Lols
AP: 'Moltbook' social media site for AI agents had big security hole, cyber firm Wiz says
"...Moltbook exposed private data of over 6,000 users, Wiz reports
Security flaw tied to "vibe coding," where AI is used to code a site..."
Discussion
Loading...
@ai6yr People tend to assume AI writes magic universal “best practice” code. But I’ve never seen it follow secure coding practices unless you specifically stated and reminded that it’s a requirement. We’ll probably be seeing a lot more “vibed” exploits in the near future.
@johnofrobotz @ai6yr Is “vibed” synonymous with shitty code?
In my experience (ChatGPT only), it readily spews out "almost there but not quite right" code which compiles, but doesn't actually do what you want... not quite. Unless it's a very simple common thing that has been coded and posted a lot.

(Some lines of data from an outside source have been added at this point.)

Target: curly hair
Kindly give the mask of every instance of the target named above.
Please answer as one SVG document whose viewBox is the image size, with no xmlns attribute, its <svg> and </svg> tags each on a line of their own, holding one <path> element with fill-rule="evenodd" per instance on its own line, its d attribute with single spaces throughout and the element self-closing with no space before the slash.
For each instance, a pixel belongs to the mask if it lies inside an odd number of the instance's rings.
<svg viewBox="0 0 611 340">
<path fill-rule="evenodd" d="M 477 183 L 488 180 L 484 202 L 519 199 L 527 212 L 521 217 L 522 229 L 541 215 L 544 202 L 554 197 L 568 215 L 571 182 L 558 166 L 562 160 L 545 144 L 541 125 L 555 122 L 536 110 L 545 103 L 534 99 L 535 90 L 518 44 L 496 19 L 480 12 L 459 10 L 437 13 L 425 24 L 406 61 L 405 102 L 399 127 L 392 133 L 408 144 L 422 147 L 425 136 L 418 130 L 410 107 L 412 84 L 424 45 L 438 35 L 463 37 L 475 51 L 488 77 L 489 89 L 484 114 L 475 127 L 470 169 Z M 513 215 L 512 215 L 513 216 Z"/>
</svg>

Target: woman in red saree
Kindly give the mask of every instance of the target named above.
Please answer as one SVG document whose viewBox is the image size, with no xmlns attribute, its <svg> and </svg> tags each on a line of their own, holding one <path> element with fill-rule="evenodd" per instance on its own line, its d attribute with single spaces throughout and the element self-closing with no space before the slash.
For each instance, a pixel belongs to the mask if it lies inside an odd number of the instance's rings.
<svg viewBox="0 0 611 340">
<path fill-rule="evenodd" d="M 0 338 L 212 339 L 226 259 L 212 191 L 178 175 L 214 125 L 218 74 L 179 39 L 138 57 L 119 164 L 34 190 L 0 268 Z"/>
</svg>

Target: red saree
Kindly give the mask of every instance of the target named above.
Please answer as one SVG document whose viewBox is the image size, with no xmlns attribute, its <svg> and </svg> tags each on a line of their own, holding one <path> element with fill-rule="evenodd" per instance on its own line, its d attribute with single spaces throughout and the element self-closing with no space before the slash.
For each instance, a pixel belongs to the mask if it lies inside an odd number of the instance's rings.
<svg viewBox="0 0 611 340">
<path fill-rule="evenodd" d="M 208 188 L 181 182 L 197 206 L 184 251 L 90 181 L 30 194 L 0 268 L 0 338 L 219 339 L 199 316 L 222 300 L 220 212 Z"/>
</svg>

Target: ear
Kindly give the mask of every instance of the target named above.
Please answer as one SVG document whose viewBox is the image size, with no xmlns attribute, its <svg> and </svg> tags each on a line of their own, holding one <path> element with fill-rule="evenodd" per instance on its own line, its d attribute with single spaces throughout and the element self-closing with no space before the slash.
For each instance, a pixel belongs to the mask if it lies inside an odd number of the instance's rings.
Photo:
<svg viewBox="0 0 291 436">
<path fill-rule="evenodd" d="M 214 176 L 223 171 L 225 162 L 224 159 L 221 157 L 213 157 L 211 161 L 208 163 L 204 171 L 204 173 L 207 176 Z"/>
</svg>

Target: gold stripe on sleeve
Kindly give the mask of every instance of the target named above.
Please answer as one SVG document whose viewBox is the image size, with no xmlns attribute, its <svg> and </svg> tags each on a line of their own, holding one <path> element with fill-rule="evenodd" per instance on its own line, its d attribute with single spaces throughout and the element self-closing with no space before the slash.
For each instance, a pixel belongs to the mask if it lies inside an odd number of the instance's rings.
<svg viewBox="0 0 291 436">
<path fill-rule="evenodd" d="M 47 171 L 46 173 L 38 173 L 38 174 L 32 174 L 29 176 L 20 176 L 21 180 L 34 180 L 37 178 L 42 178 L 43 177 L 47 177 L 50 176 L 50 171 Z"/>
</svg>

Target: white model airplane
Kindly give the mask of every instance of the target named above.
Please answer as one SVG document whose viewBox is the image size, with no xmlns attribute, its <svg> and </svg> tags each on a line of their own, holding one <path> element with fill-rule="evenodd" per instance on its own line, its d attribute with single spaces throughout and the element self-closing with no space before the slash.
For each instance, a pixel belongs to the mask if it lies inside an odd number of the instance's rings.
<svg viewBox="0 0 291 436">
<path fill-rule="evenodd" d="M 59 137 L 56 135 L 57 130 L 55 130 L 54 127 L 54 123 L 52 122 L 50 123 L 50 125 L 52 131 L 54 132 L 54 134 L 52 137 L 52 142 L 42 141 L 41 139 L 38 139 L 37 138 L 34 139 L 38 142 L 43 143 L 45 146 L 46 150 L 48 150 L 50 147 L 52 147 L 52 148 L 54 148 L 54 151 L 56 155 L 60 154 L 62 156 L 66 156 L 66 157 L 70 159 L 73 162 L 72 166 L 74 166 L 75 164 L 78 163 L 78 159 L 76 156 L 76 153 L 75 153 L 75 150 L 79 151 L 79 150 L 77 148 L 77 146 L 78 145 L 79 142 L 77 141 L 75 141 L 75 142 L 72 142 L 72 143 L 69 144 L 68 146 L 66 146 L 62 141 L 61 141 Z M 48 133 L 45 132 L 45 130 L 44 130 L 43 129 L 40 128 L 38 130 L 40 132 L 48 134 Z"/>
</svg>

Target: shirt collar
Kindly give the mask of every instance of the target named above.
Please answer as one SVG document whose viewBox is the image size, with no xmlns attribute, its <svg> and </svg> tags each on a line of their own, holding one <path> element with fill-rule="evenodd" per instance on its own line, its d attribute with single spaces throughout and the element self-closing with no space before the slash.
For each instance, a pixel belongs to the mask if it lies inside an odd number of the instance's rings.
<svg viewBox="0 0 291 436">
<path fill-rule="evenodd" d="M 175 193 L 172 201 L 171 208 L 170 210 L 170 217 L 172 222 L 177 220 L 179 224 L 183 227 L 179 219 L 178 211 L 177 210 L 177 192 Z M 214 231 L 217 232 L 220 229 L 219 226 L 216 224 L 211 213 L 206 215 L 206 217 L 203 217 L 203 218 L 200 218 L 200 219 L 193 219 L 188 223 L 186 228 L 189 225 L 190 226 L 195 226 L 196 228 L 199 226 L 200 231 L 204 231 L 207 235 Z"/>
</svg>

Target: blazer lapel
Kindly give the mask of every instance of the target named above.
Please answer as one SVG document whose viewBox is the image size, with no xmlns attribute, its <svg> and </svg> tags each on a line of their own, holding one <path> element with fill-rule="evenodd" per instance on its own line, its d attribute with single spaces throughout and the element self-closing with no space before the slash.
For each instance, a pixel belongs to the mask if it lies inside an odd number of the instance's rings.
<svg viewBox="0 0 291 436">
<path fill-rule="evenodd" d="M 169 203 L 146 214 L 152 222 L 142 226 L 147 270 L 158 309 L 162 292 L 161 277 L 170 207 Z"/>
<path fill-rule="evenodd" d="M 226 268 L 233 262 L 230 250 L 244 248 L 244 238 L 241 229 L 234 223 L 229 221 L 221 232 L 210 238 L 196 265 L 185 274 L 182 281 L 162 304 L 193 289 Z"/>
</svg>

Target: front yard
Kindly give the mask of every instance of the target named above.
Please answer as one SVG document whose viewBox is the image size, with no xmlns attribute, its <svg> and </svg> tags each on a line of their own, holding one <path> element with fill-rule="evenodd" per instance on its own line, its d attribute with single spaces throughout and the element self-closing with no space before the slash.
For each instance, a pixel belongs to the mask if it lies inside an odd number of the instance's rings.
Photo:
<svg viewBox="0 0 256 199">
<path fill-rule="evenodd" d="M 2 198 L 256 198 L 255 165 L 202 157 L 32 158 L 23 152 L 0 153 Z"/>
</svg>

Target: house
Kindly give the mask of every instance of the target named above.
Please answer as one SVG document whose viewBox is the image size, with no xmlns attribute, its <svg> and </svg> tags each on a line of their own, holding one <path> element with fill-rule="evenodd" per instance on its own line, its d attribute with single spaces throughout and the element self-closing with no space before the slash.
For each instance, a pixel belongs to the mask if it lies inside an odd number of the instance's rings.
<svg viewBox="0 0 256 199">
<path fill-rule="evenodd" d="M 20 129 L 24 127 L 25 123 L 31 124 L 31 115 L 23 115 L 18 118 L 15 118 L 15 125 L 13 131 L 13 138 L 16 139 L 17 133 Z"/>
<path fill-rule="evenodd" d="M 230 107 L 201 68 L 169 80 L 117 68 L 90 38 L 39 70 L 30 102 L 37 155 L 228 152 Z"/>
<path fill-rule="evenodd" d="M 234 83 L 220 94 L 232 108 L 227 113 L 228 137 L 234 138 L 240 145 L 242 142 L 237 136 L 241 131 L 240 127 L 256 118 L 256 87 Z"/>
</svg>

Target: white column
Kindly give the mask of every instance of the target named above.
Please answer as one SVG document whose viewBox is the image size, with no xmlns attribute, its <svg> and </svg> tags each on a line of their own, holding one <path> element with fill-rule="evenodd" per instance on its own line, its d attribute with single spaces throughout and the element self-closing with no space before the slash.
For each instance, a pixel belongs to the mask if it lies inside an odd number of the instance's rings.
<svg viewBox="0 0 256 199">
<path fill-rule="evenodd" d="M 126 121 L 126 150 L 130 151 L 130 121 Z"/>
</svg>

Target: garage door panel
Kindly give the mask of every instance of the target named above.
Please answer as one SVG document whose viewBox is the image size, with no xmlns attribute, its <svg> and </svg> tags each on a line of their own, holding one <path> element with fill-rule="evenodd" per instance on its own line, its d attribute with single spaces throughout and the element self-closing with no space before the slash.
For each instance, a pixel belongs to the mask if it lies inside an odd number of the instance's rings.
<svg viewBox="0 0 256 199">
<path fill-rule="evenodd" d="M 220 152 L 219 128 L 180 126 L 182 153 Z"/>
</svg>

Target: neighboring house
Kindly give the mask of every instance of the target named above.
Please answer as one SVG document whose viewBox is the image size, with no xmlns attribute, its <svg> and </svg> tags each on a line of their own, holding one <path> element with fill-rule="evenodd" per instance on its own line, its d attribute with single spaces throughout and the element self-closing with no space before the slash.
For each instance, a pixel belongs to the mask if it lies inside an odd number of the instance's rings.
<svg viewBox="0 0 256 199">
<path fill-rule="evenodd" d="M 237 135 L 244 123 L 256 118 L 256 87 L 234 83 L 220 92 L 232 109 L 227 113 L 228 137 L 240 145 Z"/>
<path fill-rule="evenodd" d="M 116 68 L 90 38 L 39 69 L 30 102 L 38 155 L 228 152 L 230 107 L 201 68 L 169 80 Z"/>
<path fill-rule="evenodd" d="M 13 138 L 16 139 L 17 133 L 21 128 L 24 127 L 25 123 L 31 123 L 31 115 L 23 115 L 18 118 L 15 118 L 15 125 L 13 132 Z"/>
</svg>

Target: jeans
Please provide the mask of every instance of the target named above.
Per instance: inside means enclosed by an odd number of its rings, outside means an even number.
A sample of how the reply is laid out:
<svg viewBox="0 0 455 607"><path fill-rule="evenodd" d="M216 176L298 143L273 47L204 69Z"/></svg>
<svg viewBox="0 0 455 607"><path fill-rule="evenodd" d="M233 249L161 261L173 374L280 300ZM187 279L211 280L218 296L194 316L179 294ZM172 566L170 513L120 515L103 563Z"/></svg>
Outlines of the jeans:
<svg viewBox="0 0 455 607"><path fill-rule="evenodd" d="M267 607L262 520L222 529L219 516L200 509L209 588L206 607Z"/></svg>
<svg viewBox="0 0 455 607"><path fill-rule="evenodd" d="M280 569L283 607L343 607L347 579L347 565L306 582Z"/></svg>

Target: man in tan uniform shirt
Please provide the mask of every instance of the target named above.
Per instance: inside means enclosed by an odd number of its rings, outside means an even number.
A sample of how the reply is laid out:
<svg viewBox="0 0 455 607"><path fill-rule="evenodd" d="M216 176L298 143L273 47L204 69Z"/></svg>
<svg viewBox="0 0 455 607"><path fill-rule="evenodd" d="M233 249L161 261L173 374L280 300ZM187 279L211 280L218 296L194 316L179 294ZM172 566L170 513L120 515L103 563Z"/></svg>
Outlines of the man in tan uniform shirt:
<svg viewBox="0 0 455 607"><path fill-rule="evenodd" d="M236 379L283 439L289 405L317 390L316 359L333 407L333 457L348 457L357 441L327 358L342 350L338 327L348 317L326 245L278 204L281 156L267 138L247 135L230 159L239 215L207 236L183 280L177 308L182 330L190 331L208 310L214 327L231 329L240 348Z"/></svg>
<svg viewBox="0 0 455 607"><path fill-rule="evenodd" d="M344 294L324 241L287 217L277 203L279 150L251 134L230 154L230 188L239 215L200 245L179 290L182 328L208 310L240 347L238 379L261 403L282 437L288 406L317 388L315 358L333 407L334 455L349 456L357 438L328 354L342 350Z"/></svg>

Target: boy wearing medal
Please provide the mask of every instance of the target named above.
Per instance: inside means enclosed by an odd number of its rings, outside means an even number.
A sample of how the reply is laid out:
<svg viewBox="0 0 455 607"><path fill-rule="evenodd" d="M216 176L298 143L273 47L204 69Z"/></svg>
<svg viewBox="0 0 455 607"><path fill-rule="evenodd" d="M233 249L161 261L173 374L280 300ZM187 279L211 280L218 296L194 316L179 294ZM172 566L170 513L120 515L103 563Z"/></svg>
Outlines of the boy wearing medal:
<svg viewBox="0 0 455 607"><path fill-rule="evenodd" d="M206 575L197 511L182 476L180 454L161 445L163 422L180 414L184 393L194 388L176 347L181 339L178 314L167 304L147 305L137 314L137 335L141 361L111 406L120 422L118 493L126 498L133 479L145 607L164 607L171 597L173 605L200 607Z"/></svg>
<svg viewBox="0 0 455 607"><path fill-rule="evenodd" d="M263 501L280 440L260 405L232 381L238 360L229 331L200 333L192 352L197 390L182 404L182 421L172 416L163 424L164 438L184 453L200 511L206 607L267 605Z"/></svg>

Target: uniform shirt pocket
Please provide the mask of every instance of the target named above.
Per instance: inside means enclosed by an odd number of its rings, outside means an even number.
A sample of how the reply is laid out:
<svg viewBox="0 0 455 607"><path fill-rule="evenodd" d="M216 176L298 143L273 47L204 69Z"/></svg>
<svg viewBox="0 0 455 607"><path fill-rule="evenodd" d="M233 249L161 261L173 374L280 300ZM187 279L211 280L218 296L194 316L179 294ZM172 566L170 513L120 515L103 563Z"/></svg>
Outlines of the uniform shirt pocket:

So an experienced coder can use it to build some framework and make it work, but an inexperienced "vibe" coder keeps on trying to get it to generate something it can';t and they can't quite describe, because it requires you to understand what you are doing... and they (the vibe coder) doesn't know what to ask for, nor how to decide if the code works properly or not.
@ai6yr @johnofrobotz So a vibe coder is an untrained, undisciplined coder. Why would an organization want such an employee? Seems like they’d produce garbage code, but at least they have the possibility of being trained and learning.
@meltedcheese @ai6yr The misuse of AI in vibe coding is that the AI is allowed to be the expert and accepting code without review. Experienced developers need to guide the process and also review every change. Vibe tends to just take whatever the AI 💩 out. I also catch some models “fixing” things I didn’t ask it to which can be annoying too. Review everything like it is a junior programmer.